The moon, which takes a month for a cycle. Daily tree pose on the left side has helped me come back to my daily habits and I wouldn’t have made this choice to focus on my left if I had not gotten injured. Much like a tree with a limb cut off, branching out the opposite direction to keep up tall.

Food? How do you feel different when you get the nutrients you need?

We all must eat, even trees. In a way, trees compete with grass for the nutrients in the ground. Who do we compete with for food? Yes, there are outer competitions for beauty, health, prosperity etc, but Id challenge you to look internally. What have you eaten recently and how does your body feel in return? What issues do you have with food, emotionally?

A lot of us have emotional eating patterns and tree pose can be a time to contemplate where those thoughts are coming from. If you stop and appreciate a single slice of orange*—the texture, the flavor, the pulp in your mouth, the feelings can dissipate, grounding you by allowing you to appreciate the food coming into you.

Tree pose helps with digestion because of the balance you receive from sucking in your belly during the pose. When you do this, you will feel more grounded, meaning less likely to fall! Your center of gravity happens to also be where your body digests food,

*I choose orange because it is the first food I picked for mindful eating. It is not just enjoying food, there is a whole process. More on this practice coming soon.

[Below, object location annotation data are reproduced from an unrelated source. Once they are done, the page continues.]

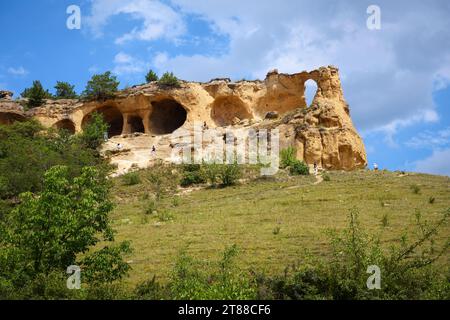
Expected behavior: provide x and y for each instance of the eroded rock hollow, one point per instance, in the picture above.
(322, 132)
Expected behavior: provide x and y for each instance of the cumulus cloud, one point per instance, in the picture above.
(388, 75)
(127, 64)
(19, 71)
(430, 139)
(158, 20)
(437, 163)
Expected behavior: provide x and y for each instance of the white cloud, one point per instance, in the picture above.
(429, 139)
(388, 75)
(158, 20)
(19, 71)
(437, 163)
(126, 64)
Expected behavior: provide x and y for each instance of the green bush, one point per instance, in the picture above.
(150, 206)
(151, 76)
(101, 86)
(93, 134)
(36, 95)
(287, 157)
(131, 179)
(415, 189)
(223, 280)
(407, 269)
(229, 174)
(299, 168)
(65, 90)
(169, 79)
(190, 178)
(57, 227)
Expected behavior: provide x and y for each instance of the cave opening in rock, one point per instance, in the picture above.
(10, 118)
(167, 116)
(310, 92)
(112, 116)
(229, 110)
(135, 124)
(66, 125)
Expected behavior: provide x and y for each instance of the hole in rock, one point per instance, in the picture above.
(167, 116)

Hydration? When you drink water, how does your body react, and how does this help with expansion?

Like I said earlier, water expands the cells in a tree. It also expands the cells in your body, plumping them up giving a reserve for which your cells can keep working. When you do not drink water, you may notice particular sensations. Your mouth may feel dry, you may get dizzy, your urine changes colors. All of this is effect from dehydration. It is easier to deal with difficult situations, over pour with gratitude, and live your best life when you are hydrated. Just like a tree!

Trees know when it is going to rain. They curl their leaves into a cup for water and get ready to be drenched. You too can prepare yourself for water with the tree pose asana. Taking a moment to check in with your body, decide what affects you are feeling from more or less water, and make a plan. Drink the water! Merely taking the moment to check in is grounding. You are feeling the root of your body’s sensations.

Change? Where do you find yourself when you feel your leaves falling, entering a new phase in your life?

This contemplation is fun! As humans we stay the same forever in our consciousness which never goes away, a deeper lesson on yoga that deserves its own blog post. You know what does not stay the same??? Literally everything else, from the world spinning to the emotions which may rock you like waves. The same goes for a tree, which is always the same tree despite its reactions to the time of the year. There are some trees which will die in cold climates, they tend to have juicy leaves, flower, or have fruits. They go barren in the winter and come alive in the spring.  These are called deciduous trees.

Once you go north you will see trees with needles, that do not appear to shed during the winter or change in the summer. These are called coniferous trees. Both types of trees are ever changing, however. The pine trees shed their needles often and drop cones filled with seeds, much like the fruit of a cherry tree.

Are you a fruit tree with dramatic, visible changes in your life right now? Or a pine tree, constantly shedding but also keeping up a constant image to the world? Change is hard, so let these contemplations guide you through tree pose when you feel something new coming along.

To conclude

Woah, trees are more like humans than we thought eh? The yogis have known for centuries. Not because of education for which a yogi has much, but because in yoga we can contemplate how we are human, but also no different than any other aspect of the world. Something you cannot learn in a book or from a guru. It must be experienced, thus suffering (that anxiety and depression we talked about earlier) be quelled from the mind. We have a lot in common with our tree friends when we can come into the present, leaving the past behind and the future as something for later.